The Chapel Hill-Carrboro NAACP celebrated Martin Luther King Jr. Day with a virtual event on Monday morning, which premiered on its YouTube channel.
The virtual celebration featured prerecorded videos of the UNC Gospel Choir, an interview with School of Law professor and Center for Civil Rights Director Theodore M. Shaw, a poem by speaker Soteria Shepperson and more.
Rev. Clarke French, fifth rector of the Church of the Holy Family, helped organize the virtual event through the Religious Affairs Committee of the Chapel Hill-Carrboro NAACP. French also conducted the interview with Shaw.
“Each year, we’re charged with coming up with a program on MLK Day,” he said. “It was a really fun project to bring everyone together. We all recorded at different times, and the service was edited together.”
During a career spanning nearly three decades as a lawyer, Shaw litigated cases on education, housing, capital punishment and voting rights. From 1979 to 1982, he litigated civil rights cases throughout the country at various levels, including in the U.S. Supreme Court, as an attorney in the U.S. Department of Justice.

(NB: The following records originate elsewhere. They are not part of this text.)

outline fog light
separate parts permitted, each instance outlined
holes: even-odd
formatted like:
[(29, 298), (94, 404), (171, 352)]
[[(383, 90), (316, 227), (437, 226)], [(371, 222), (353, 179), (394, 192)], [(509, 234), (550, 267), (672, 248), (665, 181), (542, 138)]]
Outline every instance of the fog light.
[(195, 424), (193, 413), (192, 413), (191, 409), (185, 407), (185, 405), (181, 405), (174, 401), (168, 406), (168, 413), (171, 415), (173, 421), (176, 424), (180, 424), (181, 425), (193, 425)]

Shaw joined the NAACP Legal Defense Fund in 1982.
In an interview with The Daily Tar Heel, Shaw spoke about honoring Martin Luther King Jr. and his legacy, while also recognizing that some of the same issues are still present today.
“We remember the legacy of Martin Luther King Jr., and we also put that in the context of the continuation of the struggle for civil and human rights,” he said.
Shaw said that in thinking about certain events that have taken place, such as attacks on synagogues and the Jan. 6 Capitol riot, it’s important to continue to push back against injustice.